Cette démarche scientifique représente, ajoute l’universitaire,  une “halte cruciale” dans la recherche scientifique sur la culture berbère qui a permis au berbère de “s’étudier lui-même” après avoir été, pendant des siècles, un sujet observé par les autres”.

Le centenaire de Mammeri doit marquer le début d’un travail qui immortalisera son œuvre

Rebondissant sur ces propos, la professeur de littérature Zineb Ali-Benali dit retrouver cette démarche dans la littérature de Mammeri qui a également fait passer les berbères de la posture de “ceux dont on parle, à ceux qui  parlent d’eux-mêmes”, résumera l’universitaire.

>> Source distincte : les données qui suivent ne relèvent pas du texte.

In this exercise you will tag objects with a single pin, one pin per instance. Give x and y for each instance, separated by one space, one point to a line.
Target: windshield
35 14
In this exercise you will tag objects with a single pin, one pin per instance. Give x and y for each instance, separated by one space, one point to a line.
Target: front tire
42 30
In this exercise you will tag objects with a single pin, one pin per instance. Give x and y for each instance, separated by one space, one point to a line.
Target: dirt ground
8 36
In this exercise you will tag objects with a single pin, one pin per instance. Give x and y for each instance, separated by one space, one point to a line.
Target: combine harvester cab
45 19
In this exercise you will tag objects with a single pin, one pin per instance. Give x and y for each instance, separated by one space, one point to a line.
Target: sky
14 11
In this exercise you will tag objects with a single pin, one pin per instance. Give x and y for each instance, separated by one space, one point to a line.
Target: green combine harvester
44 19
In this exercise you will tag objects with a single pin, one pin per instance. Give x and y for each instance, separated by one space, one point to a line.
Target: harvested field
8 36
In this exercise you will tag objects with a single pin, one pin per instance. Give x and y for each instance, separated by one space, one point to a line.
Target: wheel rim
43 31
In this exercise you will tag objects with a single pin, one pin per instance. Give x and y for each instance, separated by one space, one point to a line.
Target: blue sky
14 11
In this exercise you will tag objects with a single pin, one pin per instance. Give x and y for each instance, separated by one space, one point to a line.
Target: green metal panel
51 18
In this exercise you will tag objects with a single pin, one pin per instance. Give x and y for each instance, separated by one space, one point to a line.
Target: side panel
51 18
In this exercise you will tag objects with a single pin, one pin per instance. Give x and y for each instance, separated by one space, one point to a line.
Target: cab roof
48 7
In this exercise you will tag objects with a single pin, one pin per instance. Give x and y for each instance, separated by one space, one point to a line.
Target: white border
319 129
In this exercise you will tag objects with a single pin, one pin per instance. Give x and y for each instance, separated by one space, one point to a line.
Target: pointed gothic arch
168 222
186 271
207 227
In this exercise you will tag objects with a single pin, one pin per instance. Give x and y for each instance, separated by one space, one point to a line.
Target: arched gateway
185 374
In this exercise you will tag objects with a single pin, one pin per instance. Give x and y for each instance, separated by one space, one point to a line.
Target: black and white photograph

Mouloud Mammeri avait également été à l’origine de la première association de la culture berbère “Thimlilith” (rencontre) “qui ne sera jamais agréée”, précisera l’universitaire français.

Placé sous le thème “Le sourcier des convergences civilisationnelles universelles”, ce colloque international célèbre le centenaire de la naissance de Mouloud Mammeri (1917-1989), une figure majeure de la culture  algérienne du 20e siècle.

Les travaux se poursuivront jusqu’à dimanche au Palais des expositions des Pins-Maritimes.